Dad didn’t budge, standing his ground, another lesson delivered with a father’s decisiveness. I was mad at him and proud of him all at the same time.

Crestfallen, I shuffled back to the house, Babsie and Puddles keeping their distance. “Sheila got Seattle Slew.” My mom smiled, “Good for Sheila.” Of course, Seattle Slew won the Derby, overcoming a bungling start, slicing into a stalking spot in a matter of strides and in the clear for good as the field went under the wire the first time. Slew’s trainer, the late Billy Turner, a former steeplechase jockey, had called his jockey, Jean Cruguet, a “cold competitor” before the race. Cruguet was ice in a cauldron.

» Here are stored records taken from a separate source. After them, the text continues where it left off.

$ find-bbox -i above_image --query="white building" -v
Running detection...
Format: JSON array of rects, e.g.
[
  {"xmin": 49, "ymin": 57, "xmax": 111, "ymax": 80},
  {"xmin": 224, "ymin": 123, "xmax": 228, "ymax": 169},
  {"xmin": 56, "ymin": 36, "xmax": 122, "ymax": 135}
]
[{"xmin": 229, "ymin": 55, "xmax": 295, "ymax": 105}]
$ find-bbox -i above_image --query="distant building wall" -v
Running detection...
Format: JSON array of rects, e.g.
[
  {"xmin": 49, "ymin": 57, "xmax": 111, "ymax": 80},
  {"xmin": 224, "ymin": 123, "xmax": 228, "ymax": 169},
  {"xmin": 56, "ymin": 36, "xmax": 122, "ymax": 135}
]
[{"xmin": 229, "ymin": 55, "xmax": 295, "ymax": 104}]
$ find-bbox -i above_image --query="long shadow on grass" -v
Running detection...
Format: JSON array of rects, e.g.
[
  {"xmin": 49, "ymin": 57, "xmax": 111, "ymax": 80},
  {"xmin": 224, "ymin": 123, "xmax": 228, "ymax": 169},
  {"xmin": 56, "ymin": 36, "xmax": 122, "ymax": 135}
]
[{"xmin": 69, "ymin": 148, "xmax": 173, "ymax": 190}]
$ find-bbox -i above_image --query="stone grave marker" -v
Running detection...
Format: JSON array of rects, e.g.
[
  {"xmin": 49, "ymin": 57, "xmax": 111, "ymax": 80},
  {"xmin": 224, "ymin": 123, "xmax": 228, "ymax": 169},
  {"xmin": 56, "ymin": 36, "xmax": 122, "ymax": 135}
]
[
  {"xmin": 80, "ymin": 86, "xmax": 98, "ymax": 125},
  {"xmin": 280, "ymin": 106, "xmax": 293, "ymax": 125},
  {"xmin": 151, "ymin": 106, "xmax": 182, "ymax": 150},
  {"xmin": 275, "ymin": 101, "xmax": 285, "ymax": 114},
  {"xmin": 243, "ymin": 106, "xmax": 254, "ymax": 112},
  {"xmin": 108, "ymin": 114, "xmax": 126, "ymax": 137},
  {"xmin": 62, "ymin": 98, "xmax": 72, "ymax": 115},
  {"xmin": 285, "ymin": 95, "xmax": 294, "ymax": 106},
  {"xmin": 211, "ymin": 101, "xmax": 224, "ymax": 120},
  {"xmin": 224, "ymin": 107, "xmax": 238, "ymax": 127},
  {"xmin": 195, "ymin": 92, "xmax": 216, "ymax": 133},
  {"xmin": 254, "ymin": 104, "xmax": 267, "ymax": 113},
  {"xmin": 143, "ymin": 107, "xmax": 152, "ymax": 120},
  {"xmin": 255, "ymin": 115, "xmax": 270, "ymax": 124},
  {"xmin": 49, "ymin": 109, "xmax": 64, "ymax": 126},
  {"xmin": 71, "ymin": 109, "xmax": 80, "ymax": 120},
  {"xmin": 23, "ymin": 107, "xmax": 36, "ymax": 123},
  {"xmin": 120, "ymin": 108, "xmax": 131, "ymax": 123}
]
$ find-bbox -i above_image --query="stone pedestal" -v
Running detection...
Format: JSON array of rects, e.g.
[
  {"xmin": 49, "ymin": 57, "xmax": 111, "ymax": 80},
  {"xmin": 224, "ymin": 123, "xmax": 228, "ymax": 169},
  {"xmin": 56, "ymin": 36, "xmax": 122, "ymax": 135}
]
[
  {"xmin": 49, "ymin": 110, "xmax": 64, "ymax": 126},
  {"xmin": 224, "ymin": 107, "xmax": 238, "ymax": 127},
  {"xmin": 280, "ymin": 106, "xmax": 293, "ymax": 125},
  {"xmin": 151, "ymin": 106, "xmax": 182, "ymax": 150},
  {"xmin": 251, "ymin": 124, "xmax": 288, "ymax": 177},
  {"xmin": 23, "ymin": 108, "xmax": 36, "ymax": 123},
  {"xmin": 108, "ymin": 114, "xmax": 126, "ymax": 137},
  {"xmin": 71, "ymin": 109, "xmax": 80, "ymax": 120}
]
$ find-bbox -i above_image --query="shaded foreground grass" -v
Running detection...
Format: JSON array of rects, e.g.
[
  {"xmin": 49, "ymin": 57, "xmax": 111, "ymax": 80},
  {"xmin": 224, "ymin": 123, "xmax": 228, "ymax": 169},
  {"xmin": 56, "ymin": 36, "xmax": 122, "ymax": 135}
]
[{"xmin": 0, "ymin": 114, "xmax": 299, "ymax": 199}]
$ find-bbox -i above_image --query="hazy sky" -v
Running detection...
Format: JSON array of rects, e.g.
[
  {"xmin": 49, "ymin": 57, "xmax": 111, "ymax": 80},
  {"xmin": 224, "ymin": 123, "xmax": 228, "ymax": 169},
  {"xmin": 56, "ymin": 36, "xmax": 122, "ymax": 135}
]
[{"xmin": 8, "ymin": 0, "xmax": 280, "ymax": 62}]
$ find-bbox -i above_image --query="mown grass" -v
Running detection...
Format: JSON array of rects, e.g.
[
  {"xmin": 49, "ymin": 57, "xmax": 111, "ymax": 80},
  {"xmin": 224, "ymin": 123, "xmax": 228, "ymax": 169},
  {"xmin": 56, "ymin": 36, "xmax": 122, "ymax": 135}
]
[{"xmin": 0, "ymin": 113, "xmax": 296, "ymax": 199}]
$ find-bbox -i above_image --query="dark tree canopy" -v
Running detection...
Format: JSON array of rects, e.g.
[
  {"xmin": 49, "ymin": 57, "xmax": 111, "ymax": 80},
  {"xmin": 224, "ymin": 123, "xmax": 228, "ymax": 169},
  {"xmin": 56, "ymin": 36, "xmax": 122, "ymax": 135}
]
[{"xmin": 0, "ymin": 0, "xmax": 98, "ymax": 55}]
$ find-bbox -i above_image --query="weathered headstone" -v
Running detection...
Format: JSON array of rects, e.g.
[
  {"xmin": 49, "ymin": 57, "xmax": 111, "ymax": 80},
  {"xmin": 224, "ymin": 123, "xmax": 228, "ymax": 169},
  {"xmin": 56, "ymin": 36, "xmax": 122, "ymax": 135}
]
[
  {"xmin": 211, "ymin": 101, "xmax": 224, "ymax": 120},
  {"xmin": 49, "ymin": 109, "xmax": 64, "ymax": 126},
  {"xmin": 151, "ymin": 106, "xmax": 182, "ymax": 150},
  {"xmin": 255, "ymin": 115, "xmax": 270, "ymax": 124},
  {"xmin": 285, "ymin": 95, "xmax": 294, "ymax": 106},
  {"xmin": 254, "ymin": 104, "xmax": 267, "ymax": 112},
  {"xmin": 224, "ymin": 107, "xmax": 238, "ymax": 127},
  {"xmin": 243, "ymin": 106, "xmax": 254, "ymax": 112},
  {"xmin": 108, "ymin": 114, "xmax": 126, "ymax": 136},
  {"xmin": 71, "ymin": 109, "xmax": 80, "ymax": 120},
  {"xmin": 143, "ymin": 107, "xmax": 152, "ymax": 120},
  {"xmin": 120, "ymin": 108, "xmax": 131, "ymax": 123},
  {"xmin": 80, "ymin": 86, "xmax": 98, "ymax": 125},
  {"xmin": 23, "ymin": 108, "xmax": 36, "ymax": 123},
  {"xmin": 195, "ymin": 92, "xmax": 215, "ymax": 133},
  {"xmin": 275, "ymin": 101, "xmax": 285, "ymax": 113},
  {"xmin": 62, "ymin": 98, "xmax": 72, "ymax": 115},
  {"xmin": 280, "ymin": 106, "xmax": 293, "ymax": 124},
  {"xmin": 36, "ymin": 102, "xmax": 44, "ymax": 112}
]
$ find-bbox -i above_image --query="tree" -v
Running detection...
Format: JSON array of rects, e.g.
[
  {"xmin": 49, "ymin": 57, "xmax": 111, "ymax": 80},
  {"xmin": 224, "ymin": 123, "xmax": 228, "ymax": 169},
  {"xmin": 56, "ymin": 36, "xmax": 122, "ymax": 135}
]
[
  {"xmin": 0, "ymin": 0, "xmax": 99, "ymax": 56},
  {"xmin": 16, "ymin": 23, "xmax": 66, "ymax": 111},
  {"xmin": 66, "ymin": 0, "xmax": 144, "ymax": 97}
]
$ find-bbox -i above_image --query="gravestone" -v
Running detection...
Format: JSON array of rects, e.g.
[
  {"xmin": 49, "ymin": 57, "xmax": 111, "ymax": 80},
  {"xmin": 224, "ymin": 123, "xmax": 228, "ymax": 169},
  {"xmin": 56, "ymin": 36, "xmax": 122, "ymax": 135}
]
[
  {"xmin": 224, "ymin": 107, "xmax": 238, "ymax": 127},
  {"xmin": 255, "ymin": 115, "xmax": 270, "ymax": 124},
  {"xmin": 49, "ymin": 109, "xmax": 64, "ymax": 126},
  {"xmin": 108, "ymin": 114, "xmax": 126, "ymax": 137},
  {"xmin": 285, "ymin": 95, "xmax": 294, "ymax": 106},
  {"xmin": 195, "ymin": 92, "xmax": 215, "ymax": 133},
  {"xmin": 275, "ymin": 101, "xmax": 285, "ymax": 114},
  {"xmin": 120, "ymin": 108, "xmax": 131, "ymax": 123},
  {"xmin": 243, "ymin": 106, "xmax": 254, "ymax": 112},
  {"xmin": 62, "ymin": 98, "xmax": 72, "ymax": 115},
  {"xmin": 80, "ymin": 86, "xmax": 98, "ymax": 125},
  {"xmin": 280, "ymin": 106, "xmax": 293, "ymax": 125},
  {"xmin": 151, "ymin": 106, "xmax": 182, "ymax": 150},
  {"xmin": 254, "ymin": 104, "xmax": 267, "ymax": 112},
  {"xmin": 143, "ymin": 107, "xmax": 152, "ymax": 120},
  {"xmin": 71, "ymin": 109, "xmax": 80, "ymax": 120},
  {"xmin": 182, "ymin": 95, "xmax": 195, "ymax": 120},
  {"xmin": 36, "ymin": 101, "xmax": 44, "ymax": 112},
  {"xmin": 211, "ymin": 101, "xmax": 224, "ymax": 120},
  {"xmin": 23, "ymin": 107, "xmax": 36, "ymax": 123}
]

The “alleged superhorse” as Howard Cosell put it before the race, emphatically became the superhorse, tacking on the Preakness and Belmont Stakes to win the Triple Crown five weeks later. The $17,000 freak, the first undefeated winner of the world’s most famous race. Run Dusty Run closed ground but chased in vain, a gallant second. Flag Officer got hot and dirty, finishing 10th. Sheila pocketed $75. How long did it take for me to get over it? I’ll let you know.

And now here we are, 45 years after Seattle Slew (and Sheila) took the money. I’ve watched every Derby since, from the confident Affirmed to the confounding Medina Spirit, a victory that is still in question after a failed drug test. I have yet to win the hat pool. This year, we’ll watch the Derby at Hill School’s 45th annual auction, “A Day at the Races.”

Perhaps, they’ll have a hat pool. Don’t tell Sheila.